At a time he should have been enjoying his last couple of years of high school, Ed Cwalinski spent most of it bedridden, wracked by painful, debilitating muscular contractions caused by the neurological disorder dystonia.

“I was curled up in a ball for two years,” recalled Cwalinski, now 28. “I was home-schooled. I couldn’t bathe. I couldn’t use the bathroom. You name it, I probably couldn’t do it.”

Medications provided no significant relief. His doctors say now that the disorder, which melted his 6-foot-3 frame down to about 160 pounds, was killing him.

Then, he and his parents heard about a procedure called deep brain stimulation that neurosurgeon Donald Whiting had done at Allegheny General Hospital in Pittsburgh for people with tremors of a limb.
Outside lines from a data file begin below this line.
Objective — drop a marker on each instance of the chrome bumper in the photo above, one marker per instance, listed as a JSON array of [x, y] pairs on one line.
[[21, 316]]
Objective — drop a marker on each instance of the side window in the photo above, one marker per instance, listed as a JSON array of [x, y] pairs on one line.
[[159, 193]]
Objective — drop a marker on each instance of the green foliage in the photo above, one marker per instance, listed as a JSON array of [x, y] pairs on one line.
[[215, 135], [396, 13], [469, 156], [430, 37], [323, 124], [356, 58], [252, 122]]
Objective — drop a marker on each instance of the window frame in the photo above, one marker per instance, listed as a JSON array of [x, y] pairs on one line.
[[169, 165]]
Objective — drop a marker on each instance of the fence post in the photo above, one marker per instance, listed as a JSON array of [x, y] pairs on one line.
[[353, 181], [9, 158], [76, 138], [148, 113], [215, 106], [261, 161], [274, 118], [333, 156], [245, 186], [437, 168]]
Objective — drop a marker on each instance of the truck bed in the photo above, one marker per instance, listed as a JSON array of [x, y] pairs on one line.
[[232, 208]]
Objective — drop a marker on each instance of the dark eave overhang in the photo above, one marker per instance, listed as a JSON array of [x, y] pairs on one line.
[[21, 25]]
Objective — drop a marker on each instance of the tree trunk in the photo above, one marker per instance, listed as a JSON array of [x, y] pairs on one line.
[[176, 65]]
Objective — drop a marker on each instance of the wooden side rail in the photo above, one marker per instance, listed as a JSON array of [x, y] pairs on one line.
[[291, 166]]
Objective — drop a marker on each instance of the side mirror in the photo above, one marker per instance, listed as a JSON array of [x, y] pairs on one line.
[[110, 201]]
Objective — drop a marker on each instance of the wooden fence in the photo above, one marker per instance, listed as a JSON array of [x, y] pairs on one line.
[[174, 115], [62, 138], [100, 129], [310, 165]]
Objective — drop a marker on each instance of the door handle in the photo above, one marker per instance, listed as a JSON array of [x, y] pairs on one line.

Though not yet approved for dystonia by the Food and Drug Administration (it’s now approved under a humanitarian device exemption), it had been used for more than 20 other dystonia patients in North America.

In the surgery, an electrode powered by a battery in the chest is implanted in the brain and the electric signals are used to slow down overactive neural impulses to the muscles, Whiting explained.

Cwalinski wanted the surgery, even though Whiting told him back then that there was only a 50-50 chance of it helping his symptoms.

In March 2000, Cwalinski became, at age 18, the youngest person in the United States to get deep brain stimulation when an electrode was implanted in the left side of his brain. He was awake but under local anesthesia.

Improvement was virtually instantaneous, though he had symptoms such as a left-hand tremor and his head tilted to one side. He returned to school and graduated with his class. Another electrode was put in the right side of the brain five months later, and most of his remaining symptoms were alleviated.

Today, Cwalinski is the subject of a 10-year follow-up printed this month in Neurosurgical Focus, the journal of the American Association of Neurological Surgeons. Lead author is Whiting, who has over the past 13 years done DBS on about 400 patients.

The only visible signs of his disease are that he stands a little more upright than most of us and has a slight speech impediment.

He must undergo surgical replacements of his batteries periodically, but one will be replaced with a rechargeable version with a nine-year shelf life this fall.

He also takes small, daily doses of Klonopin, an anticonvulsant, and Artane, which is for tremors.